The song ended and another started, one with a singer of warbled voice so I couldn’t have understood the words even if I was paying close attention.

“I left home when I was fifteen,” Opal said. “My parents, they couldn’t feed all of us and I was the only one old enough to find work. So I packed my bags and left.”

She told me how she had hitched rides, hoping to get all the way to Toledo. But after a while she couldn’t find anybody else to pick her up. That landed her in Bliss.

“I didn’t realize until later on that I was close enough to walk to Toledo if I’d wanted to,” she said. “But by then I had this job.”

“I’m glad you stayed,” I said.

“Oh, and before you get an idea in your head, don’t you ever let me hear about you hitchhiking, do you understand me?” she said, giving me her dead-serious face.

“Yes, ma’am,” I answered.

“It’s dangerous.” She shook her head. “I never should have taken the risk. But I had to go.”

“Why?” I asked. “Why did you leave if your family was nice to you?”

“My mother was already giving up her portion of meals for us,” she said. “That wouldn’t have changed if I’d stayed. And I knew they’d never take money from me if they could help it. It’s easier for them, with me gone. It’s hard enough for them as it is.”

“Why?”

“Because my mother’s colored and my dad’s white,” she said. “Not everybody likes that.”

I understood what she meant. Mama would’ve said we should stick to our own, that God had meant for it to be that way. Otherwise He would have said in the Bible that the races should mix. I didn’t know if she was right about that or not. But then again, I wasn’t sure Mama was the best to speak on matters of who should marry who.

“Anyway, it’s easier with one less person to care for,” Opal said.
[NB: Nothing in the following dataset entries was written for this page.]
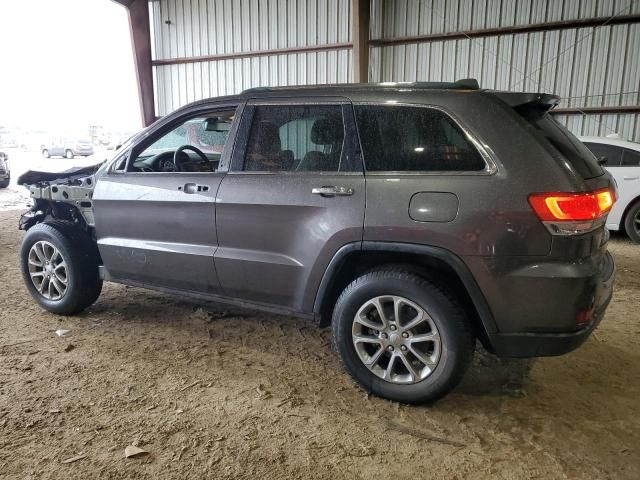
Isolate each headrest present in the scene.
[311,118,344,145]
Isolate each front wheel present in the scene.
[20,222,102,315]
[333,269,475,404]
[624,202,640,243]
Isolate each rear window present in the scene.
[355,105,486,172]
[519,112,604,179]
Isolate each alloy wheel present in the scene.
[351,295,442,384]
[28,240,69,300]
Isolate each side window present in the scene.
[243,105,344,172]
[585,143,622,167]
[622,148,640,167]
[128,110,235,172]
[355,105,486,172]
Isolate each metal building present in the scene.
[117,0,640,141]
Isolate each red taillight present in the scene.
[529,188,615,222]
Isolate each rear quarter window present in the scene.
[355,105,487,172]
[520,111,604,179]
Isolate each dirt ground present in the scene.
[0,204,640,480]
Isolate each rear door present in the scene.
[215,99,365,311]
[93,105,242,294]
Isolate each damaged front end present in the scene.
[18,164,101,230]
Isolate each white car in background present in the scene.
[580,135,640,243]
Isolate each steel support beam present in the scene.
[351,0,371,83]
[114,0,156,127]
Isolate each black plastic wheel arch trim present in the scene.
[313,240,498,334]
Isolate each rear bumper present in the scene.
[489,252,615,358]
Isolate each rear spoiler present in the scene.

“Do you ever write them letters?” I asked.

She shook her head. “I never have.”

“Why not?”

“If they knew where I was, they’d come for me.” She leaned against the back of the davenport and crossed her arms. “They’d make me come home, and I know that I’d just be a burden.”

“I don’t believe you would,” I said. “I bet they’d be glad to have you back.”

“That’s nice of you to say.” She reached up and wiped under her eyes. “Do you think that’s why my mama left?” I asked. “Because she thought she was a burden?”

“I don’t know,” she said. “I don’t know why she’d ever leave somebody like you. Leaving your parents is one thing. That’s the way it goes. But it’s another thing to leave your kids.”

I thought Opal would make a good mama someday. She’d never be mean to her children and she wouldn’t leave them.

She used her warm hands to smooth my hair and looked me right in the eyes and smiled at me. She asked if I was all right and I nodded.

“Opal?” I asked. “Do you ever wish your problems would go away?”

“Sure I do,” she said. “I think most people do. Wouldn’t it be something to be able to forget about everything awful?”

“I wish I knew how to forget.” I shrugged. “No matter how I try, I just keep remembering the bad.”

“When I dance, I don’t think of anything but the music,” she said. “I don’t even think of what my feet are doing. Not really. All I do is keep my mind on the beat and my body goes along. For just a few minutes, I put everything else out of my mind.”

“That sounds nice,” I told her.

“You still want to learn how to dance?” she asked.

I nodded, hoping she might see the eagerness on my face.

“All right,” she said, smiling. “We can start Monday after school. But you’ve gotta promise to help me get supper on.”

I promised and we shook on it, sealing the deal tight as could be.

We spent the rest of the evening before bedtime listening to the radio and playing hands of poker for matchsticks. Opal popped some corn and even drizzled a little melted butter on top. It was a treat Aunt Carrie’d sent over and I knew Ray wouldn’t get something like that over at the Barnett house.

I’d stayed up later than Daddy might’ve let me. Opal had said it was all right with her just so long as I wasn’t sour to everybody the next day. I promised I wouldn’t be.

When I did get to bed, I could hardly keep my eyes open long enough to change into my nightie.

I slept fast and without dreaming at all.